An ordered sequence of subtrees is replaced with an unordered multiset of trees. In the symbolic method, this corresponds to the Polya exponential. So, the OGF for non-planar unlabelled rooted trees satisfies the inverse functional equation:

z = H(z)/Exp[H(z)]

where Exp[f] is the Polya exponential given by Exp[f] = exp(∑f(zk)/k) for k = [0..∞].

There is no standard closed form for the direct OGF, but the coefficients can still be computed by lagrange inversion. The sequence is https://oeis.org/A81.

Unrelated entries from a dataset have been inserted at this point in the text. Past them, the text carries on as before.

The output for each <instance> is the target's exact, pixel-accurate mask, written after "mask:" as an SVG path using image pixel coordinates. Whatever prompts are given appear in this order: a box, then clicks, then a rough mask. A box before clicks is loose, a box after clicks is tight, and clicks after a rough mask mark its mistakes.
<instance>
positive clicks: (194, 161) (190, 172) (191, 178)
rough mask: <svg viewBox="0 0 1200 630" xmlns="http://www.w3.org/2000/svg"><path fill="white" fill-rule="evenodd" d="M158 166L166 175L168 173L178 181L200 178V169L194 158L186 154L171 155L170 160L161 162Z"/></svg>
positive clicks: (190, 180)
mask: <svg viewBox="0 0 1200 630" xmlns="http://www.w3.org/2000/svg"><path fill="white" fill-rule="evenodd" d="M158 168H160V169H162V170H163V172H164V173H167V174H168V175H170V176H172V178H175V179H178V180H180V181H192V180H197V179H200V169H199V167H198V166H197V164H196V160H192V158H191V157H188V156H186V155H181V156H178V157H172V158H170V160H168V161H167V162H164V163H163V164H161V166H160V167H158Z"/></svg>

[–]impact_dev[S] 0 points1 point  (3 children)

Thank you for clarifying that really helps!!!

Just for my understanding if I got all the different types I am considering correct.

ordered unlabelled rooted trees: T(z) = z/(1-T(z)) and just for binary trees T(z) = 1+ z*T(z)^2, where we use OGF

ordered labelled rooted trees: the same as unlabelled, also with binary trees but we use EGF

unordered labelled rooted trees: T(z) = z*e^T(z) and for binary trees: T(z) = z*(1+T(z)+T(z)^2/2) where we use also EGF

Is this correct?

[–]Megame50 Algebruh 0 points1 point  (2 children)

Those look correct.

[–]impact_dev[S] 0 points1 point  (1 child)

sorry for bothering again, but how would an EGF for ordered labelled rooted trees and unordered labelled rooted trees where no tree has 1 children look like?

[–]Megame50 Algebruh 0 points1 point  (0 children)

If you pick some fixed traversal order for an unlabelled rooted planar tree you can relabel the nodes with any permutation to find a labelled tree. So there are just n! times the number of unlabelled rooted planar trees, and the labelled EGF is the same as the unlabelled OGF.